The change in the price target is also attributed to the limited visibility into operating conditions for Americold Realty Trust. According to Citi's assessment, the business is more operating intensive compared to its traditional industrial real estate peers, which has influenced the applied multiple in the valuation.

The analyst's comments shed light on the reasoning behind the adjusted price target and outlook. "We are updating our COLD model to reflect 3Q results. Accordingly, 2025E AFFO decreases from $1.60 to $1.58, reflecting modest revenue growth and tougher expense comps following better controls in 2024.

Additionally, we are lowering our target price from $30 to $25 or 15.8x 2025E AFFO. Our lower applied multiple reflects the more limited visibility into operating conditions and the more operating intensive nature of the business relative to traditional industrial real estate peers.

In other recent news, Americold Realty Trust reported substantial growth in Q3 2024 earnings, with an 11% increase in Adjusted Funds From Operations (AFFO) and same-store Net Operating Income (NOI). AFFO reached an estimated $100 million, or $0.35 per share. Furthermore, the company announced a $148 million automated expansion in Dallas-Fort Worth and exceeded its 2024 development start guidance, totaling $305 million.

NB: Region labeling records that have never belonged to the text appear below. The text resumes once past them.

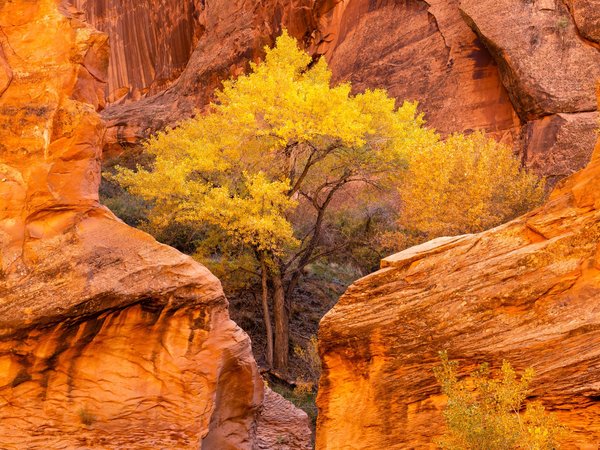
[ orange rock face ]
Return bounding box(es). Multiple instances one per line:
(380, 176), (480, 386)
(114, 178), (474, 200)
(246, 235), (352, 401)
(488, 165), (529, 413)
(317, 102), (600, 450)
(85, 0), (600, 181)
(317, 0), (518, 141)
(0, 0), (308, 449)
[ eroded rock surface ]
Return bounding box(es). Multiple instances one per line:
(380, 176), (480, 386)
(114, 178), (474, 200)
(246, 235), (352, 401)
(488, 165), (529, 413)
(317, 99), (600, 450)
(0, 0), (308, 450)
(255, 389), (312, 450)
(69, 0), (205, 103)
(86, 0), (600, 179)
(460, 0), (600, 120)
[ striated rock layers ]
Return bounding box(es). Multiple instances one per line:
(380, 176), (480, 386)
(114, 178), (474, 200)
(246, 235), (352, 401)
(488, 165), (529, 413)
(76, 0), (600, 182)
(0, 0), (309, 450)
(317, 94), (600, 450)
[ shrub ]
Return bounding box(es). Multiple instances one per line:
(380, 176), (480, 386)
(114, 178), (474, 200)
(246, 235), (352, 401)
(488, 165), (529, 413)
(399, 132), (544, 243)
(434, 352), (565, 450)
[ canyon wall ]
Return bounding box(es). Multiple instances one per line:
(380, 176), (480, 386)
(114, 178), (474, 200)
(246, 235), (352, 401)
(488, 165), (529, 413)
(0, 0), (310, 449)
(70, 0), (600, 184)
(317, 89), (600, 450)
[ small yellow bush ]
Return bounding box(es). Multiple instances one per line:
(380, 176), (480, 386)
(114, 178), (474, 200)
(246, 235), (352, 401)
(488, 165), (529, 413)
(399, 132), (544, 240)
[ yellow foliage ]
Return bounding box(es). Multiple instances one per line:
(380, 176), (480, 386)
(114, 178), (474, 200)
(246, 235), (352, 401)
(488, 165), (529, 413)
(400, 132), (544, 239)
(113, 32), (438, 268)
(434, 352), (566, 450)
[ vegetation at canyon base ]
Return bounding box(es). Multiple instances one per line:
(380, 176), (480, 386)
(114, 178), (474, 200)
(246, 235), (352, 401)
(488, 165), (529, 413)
(434, 352), (565, 450)
(106, 32), (543, 376)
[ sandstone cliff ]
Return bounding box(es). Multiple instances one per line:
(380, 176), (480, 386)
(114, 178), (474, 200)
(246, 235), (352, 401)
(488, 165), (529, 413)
(70, 0), (600, 182)
(317, 90), (600, 450)
(0, 0), (309, 449)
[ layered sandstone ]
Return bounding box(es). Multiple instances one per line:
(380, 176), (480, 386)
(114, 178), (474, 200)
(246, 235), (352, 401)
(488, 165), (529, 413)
(81, 0), (600, 180)
(317, 99), (600, 450)
(69, 0), (205, 103)
(0, 0), (307, 449)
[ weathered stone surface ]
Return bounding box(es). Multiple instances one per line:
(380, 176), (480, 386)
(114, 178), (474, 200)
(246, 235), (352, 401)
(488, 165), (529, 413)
(569, 0), (600, 44)
(69, 0), (205, 103)
(99, 0), (330, 153)
(317, 104), (600, 450)
(460, 0), (600, 121)
(523, 112), (600, 186)
(254, 388), (312, 450)
(0, 0), (310, 449)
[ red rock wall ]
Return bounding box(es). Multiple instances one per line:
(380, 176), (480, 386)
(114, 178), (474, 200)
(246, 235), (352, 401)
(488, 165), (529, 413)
(317, 94), (600, 450)
(0, 0), (310, 449)
(84, 0), (600, 184)
(71, 0), (205, 103)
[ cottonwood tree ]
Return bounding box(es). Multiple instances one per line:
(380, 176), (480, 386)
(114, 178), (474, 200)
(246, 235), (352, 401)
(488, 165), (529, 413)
(114, 31), (438, 370)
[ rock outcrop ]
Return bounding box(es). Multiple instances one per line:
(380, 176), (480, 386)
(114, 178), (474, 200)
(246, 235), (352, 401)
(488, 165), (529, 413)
(0, 0), (306, 449)
(317, 95), (600, 449)
(76, 0), (600, 182)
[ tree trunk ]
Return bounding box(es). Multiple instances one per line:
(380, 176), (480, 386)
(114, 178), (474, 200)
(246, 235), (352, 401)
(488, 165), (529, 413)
(271, 271), (290, 371)
(260, 256), (273, 369)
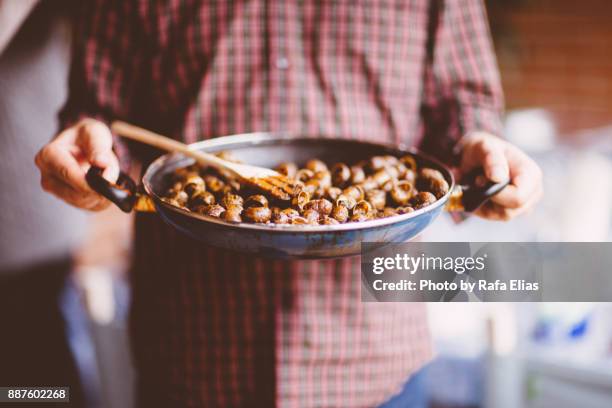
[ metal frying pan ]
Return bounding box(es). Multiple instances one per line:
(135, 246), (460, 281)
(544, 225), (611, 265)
(87, 133), (508, 259)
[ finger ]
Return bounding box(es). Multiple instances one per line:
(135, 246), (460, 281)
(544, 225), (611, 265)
(36, 143), (93, 193)
(40, 176), (110, 211)
(462, 136), (510, 183)
(76, 119), (116, 169)
(491, 147), (542, 208)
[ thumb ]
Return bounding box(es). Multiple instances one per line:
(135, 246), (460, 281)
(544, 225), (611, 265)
(462, 135), (510, 183)
(77, 119), (114, 169)
(77, 119), (119, 182)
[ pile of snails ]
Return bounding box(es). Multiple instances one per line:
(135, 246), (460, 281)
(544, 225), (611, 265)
(162, 154), (449, 225)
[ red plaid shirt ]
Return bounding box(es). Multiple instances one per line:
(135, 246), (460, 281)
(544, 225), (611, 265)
(63, 0), (502, 407)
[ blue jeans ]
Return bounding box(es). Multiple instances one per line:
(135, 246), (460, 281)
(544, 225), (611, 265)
(380, 366), (429, 408)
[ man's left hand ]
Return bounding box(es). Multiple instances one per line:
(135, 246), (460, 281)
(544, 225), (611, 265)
(460, 132), (542, 221)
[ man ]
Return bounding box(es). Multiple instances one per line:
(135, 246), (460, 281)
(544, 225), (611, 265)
(0, 0), (87, 407)
(36, 0), (541, 407)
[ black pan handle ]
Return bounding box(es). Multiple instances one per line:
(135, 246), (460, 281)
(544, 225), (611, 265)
(85, 166), (137, 212)
(459, 168), (510, 212)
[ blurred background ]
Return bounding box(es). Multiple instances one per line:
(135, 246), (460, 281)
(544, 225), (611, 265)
(0, 0), (612, 408)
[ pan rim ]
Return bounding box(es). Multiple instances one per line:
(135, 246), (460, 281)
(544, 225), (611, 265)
(142, 132), (455, 234)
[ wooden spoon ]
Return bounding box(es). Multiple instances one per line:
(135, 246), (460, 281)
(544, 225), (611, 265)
(111, 121), (299, 200)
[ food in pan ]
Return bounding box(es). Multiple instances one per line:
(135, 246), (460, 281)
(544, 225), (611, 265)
(162, 152), (449, 225)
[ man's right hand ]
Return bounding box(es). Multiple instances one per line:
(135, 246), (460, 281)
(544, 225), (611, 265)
(35, 119), (119, 211)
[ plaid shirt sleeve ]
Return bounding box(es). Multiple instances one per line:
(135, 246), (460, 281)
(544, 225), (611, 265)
(421, 0), (504, 163)
(59, 0), (146, 166)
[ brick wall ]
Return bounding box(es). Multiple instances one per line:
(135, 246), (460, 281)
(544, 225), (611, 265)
(487, 0), (612, 133)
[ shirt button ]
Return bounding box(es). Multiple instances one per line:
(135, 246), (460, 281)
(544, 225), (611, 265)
(276, 57), (289, 69)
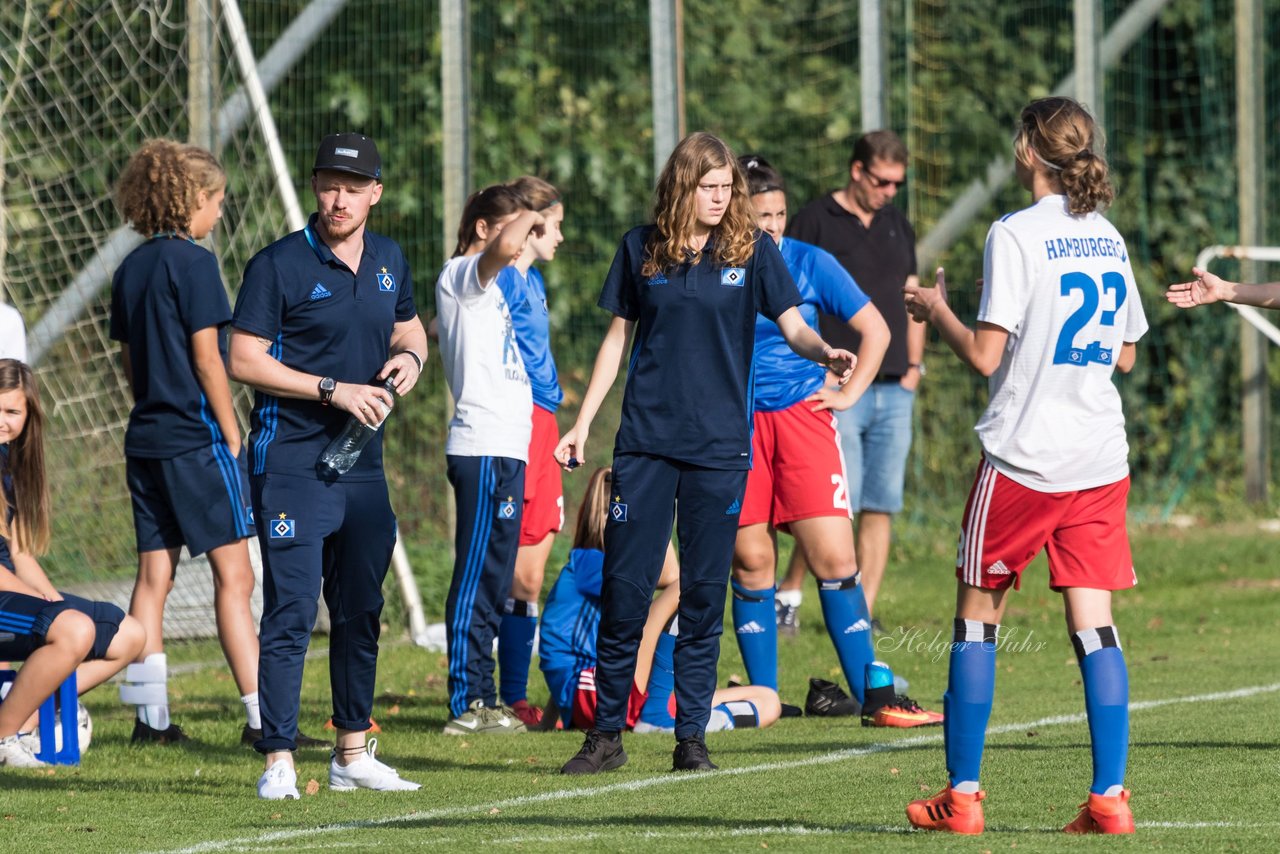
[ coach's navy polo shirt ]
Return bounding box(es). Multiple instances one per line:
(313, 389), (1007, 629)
(599, 225), (800, 470)
(232, 214), (417, 480)
(111, 237), (232, 460)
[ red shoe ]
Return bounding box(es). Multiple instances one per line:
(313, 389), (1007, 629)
(863, 694), (943, 727)
(906, 786), (987, 836)
(507, 700), (543, 730)
(1062, 789), (1133, 834)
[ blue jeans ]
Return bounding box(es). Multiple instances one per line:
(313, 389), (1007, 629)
(836, 380), (915, 513)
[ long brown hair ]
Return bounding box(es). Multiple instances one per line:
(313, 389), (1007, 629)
(1014, 97), (1115, 215)
(640, 131), (756, 277)
(573, 466), (613, 552)
(453, 184), (529, 257)
(0, 359), (50, 554)
(507, 175), (561, 213)
(115, 140), (227, 237)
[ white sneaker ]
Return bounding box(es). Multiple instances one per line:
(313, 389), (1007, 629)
(257, 759), (298, 800)
(329, 739), (421, 791)
(0, 735), (45, 768)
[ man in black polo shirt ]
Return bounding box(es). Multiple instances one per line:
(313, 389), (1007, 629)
(778, 131), (924, 624)
(230, 133), (426, 800)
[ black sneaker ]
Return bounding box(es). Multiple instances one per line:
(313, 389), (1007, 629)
(241, 723), (333, 750)
(129, 720), (191, 744)
(561, 727), (627, 773)
(804, 679), (863, 717)
(671, 735), (719, 771)
(773, 599), (800, 638)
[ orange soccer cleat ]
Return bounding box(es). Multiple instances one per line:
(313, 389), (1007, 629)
(906, 786), (987, 836)
(1062, 789), (1133, 834)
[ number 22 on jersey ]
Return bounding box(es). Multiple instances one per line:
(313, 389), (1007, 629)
(1053, 271), (1129, 366)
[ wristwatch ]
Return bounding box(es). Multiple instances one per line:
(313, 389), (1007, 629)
(320, 376), (338, 406)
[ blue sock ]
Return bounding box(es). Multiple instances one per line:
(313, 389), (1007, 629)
(733, 581), (778, 690)
(818, 572), (876, 703)
(640, 618), (678, 727)
(498, 599), (538, 705)
(1071, 626), (1129, 795)
(942, 617), (1000, 791)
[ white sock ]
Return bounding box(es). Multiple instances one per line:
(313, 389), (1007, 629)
(241, 691), (262, 730)
(774, 589), (804, 608)
(138, 653), (169, 730)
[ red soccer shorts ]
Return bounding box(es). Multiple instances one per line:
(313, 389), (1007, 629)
(737, 401), (851, 530)
(520, 406), (564, 545)
(956, 458), (1138, 590)
(571, 667), (649, 730)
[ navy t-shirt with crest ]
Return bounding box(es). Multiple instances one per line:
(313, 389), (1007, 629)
(110, 234), (232, 460)
(232, 214), (417, 480)
(598, 225), (801, 470)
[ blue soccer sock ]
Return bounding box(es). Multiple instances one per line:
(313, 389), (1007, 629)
(942, 617), (1000, 794)
(498, 599), (538, 705)
(818, 572), (876, 703)
(1071, 626), (1129, 795)
(733, 581), (778, 690)
(640, 617), (680, 729)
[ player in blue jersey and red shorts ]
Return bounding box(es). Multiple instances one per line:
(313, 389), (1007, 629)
(498, 175), (564, 726)
(732, 155), (941, 727)
(538, 469), (782, 732)
(230, 133), (426, 800)
(111, 140), (272, 744)
(906, 97), (1147, 834)
(0, 359), (146, 769)
(556, 133), (854, 773)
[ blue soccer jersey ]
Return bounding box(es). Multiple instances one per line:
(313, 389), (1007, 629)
(753, 238), (870, 412)
(110, 237), (232, 460)
(232, 215), (417, 480)
(538, 548), (604, 686)
(599, 225), (800, 470)
(498, 266), (564, 412)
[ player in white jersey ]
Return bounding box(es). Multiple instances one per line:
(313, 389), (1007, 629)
(905, 97), (1147, 834)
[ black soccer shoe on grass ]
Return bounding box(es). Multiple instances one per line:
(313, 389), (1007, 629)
(671, 735), (719, 771)
(241, 723), (333, 750)
(561, 727), (627, 773)
(804, 679), (863, 717)
(129, 720), (191, 744)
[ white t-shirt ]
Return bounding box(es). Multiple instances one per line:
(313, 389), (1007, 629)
(435, 255), (534, 462)
(974, 196), (1147, 492)
(0, 302), (27, 362)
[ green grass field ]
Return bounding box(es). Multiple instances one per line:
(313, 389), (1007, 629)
(0, 524), (1280, 851)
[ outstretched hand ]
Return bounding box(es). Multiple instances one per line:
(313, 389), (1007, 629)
(1165, 266), (1226, 309)
(902, 266), (947, 323)
(554, 424), (586, 471)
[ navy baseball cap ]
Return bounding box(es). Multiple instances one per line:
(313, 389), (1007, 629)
(311, 133), (383, 181)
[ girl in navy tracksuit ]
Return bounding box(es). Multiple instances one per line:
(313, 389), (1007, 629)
(557, 133), (852, 773)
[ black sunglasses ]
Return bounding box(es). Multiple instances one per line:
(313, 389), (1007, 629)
(863, 165), (906, 189)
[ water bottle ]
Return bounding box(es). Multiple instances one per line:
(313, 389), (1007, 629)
(316, 374), (396, 478)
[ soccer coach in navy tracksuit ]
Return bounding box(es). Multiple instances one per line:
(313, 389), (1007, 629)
(230, 133), (426, 800)
(556, 133), (854, 773)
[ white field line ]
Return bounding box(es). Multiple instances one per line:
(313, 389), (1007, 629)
(157, 682), (1280, 854)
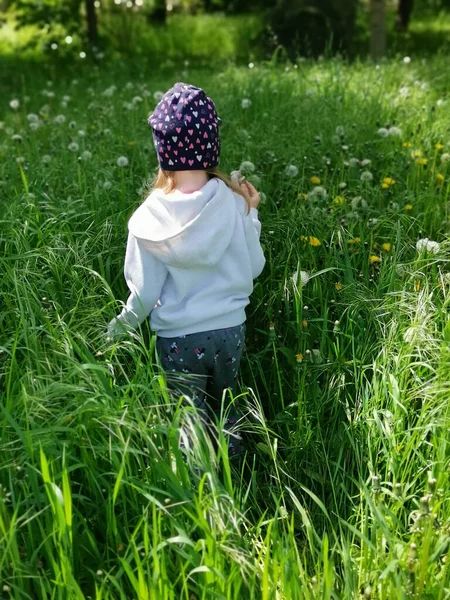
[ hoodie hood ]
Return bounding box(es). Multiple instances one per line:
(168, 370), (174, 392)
(128, 179), (238, 268)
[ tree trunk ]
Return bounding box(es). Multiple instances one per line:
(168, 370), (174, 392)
(370, 0), (386, 58)
(86, 0), (98, 46)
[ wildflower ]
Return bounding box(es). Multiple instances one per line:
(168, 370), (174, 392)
(81, 150), (92, 161)
(308, 185), (327, 200)
(67, 142), (79, 152)
(117, 156), (129, 167)
(416, 238), (441, 254)
(360, 171), (373, 182)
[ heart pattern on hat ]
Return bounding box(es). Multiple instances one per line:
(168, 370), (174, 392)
(148, 83), (221, 171)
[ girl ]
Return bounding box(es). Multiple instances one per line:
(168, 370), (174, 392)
(108, 83), (265, 454)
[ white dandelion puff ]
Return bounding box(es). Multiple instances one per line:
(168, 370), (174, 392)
(286, 165), (298, 177)
(117, 156), (129, 167)
(388, 127), (402, 137)
(361, 171), (373, 181)
(239, 160), (256, 175)
(416, 238), (441, 254)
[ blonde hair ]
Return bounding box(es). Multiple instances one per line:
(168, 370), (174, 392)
(150, 167), (250, 212)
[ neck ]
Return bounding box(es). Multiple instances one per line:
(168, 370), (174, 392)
(175, 171), (208, 193)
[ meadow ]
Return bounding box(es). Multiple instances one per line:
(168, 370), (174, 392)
(0, 44), (450, 600)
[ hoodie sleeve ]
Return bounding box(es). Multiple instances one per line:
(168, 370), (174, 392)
(244, 208), (266, 279)
(108, 233), (167, 338)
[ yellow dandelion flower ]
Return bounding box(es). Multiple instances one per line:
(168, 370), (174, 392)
(309, 235), (321, 246)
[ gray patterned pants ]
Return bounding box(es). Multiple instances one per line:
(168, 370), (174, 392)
(156, 323), (245, 455)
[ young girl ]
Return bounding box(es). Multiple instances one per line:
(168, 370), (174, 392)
(108, 83), (265, 454)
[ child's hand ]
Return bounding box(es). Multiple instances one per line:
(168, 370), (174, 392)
(241, 181), (261, 208)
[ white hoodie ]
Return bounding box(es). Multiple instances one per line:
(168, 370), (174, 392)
(108, 179), (265, 337)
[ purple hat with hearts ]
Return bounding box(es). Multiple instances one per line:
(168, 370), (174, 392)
(148, 83), (221, 171)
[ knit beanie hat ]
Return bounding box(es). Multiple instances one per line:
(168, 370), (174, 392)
(148, 83), (221, 171)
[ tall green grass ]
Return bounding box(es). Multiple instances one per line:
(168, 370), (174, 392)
(0, 57), (450, 600)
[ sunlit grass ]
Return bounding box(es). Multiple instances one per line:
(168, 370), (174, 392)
(0, 57), (450, 600)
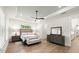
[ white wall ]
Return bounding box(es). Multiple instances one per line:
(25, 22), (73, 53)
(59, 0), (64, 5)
(0, 7), (7, 52)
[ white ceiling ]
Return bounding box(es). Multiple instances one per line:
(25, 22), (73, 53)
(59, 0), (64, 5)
(4, 6), (79, 19)
(17, 6), (63, 17)
(4, 6), (63, 18)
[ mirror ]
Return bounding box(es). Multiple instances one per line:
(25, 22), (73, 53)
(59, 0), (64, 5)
(51, 27), (62, 35)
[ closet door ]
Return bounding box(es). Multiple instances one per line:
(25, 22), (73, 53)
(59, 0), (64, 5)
(0, 8), (6, 51)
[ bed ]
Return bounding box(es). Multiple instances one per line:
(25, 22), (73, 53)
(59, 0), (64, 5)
(20, 29), (41, 45)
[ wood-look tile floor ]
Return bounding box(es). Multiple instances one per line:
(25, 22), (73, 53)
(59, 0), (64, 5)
(6, 38), (79, 53)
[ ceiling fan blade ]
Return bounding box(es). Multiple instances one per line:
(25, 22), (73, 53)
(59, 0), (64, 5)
(31, 17), (36, 19)
(37, 18), (45, 20)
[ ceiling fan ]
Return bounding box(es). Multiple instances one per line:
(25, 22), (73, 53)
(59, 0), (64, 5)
(32, 10), (45, 21)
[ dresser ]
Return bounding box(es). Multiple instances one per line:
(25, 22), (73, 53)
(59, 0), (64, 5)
(47, 34), (65, 46)
(12, 36), (21, 42)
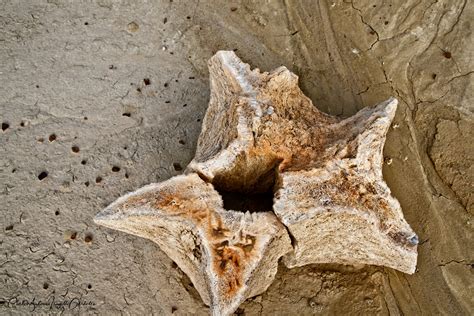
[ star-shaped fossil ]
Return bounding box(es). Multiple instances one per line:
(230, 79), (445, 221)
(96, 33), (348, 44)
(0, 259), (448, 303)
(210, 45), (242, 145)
(95, 51), (418, 315)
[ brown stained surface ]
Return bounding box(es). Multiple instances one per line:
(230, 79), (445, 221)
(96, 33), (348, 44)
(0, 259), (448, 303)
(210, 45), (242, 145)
(0, 0), (474, 315)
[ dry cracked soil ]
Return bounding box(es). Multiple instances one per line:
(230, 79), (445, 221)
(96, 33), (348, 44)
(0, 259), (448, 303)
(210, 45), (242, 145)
(0, 0), (474, 315)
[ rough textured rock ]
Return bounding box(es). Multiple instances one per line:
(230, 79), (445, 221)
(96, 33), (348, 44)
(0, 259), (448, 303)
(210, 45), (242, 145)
(95, 174), (291, 315)
(0, 0), (474, 315)
(188, 51), (418, 273)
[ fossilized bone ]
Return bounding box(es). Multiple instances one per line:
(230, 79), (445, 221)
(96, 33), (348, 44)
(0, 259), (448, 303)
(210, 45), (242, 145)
(95, 51), (418, 315)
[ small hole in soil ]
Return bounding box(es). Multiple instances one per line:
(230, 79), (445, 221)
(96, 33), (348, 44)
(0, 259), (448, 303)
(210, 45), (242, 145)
(173, 162), (183, 171)
(38, 171), (48, 181)
(84, 234), (92, 243)
(443, 51), (452, 59)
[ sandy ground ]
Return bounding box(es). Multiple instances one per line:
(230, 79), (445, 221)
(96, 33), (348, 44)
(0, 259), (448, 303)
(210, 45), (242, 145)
(0, 0), (474, 315)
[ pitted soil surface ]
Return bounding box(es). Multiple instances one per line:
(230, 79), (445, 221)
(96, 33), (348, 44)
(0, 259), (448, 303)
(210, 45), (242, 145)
(0, 0), (474, 315)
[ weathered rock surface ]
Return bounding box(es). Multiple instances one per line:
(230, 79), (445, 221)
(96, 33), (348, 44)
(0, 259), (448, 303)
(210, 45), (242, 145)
(0, 0), (474, 316)
(95, 174), (291, 315)
(95, 51), (418, 315)
(188, 51), (418, 273)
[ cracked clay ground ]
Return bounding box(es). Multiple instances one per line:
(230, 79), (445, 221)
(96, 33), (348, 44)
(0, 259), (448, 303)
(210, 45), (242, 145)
(0, 0), (474, 315)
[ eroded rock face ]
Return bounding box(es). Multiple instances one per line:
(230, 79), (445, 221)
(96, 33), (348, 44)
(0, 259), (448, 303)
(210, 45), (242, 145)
(95, 174), (291, 315)
(96, 51), (418, 315)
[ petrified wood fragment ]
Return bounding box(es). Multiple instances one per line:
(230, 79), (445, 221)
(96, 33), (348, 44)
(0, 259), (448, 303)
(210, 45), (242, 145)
(96, 51), (418, 315)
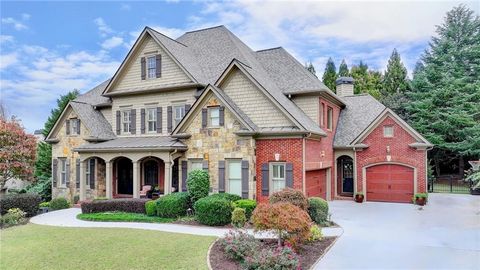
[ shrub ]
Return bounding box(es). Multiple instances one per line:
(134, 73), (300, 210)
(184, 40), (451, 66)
(0, 208), (27, 227)
(194, 196), (232, 226)
(243, 247), (301, 270)
(252, 202), (312, 246)
(0, 193), (42, 217)
(187, 170), (210, 205)
(219, 231), (259, 262)
(270, 188), (308, 211)
(145, 201), (157, 216)
(157, 192), (189, 218)
(308, 224), (323, 242)
(232, 207), (247, 228)
(308, 197), (328, 224)
(210, 193), (242, 202)
(50, 198), (70, 210)
(233, 199), (257, 220)
(81, 199), (148, 214)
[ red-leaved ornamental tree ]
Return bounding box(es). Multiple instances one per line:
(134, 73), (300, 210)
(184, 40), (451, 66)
(0, 117), (37, 189)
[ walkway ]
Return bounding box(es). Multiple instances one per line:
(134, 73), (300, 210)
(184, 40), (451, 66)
(30, 208), (342, 238)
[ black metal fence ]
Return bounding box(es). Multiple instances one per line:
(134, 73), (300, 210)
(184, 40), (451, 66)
(428, 175), (472, 194)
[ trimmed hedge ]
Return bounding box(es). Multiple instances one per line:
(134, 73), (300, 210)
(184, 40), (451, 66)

RBC Capital revised its outlook on Americold, reducing the price target to $30 while maintaining an Outperform rating on the stock. This decision came after reassessing the company's performance and acknowledging the challenges Americold faces in the current operating environment.

Despite these challenges, RBC Capital remains optimistic about Americold's prospects, citing the company's successful expansion of service margins. The firm projects growth for Americold to accelerate once the industry moves towards restocking inventories, targeting the second half of 2025 for this anticipated acceleration.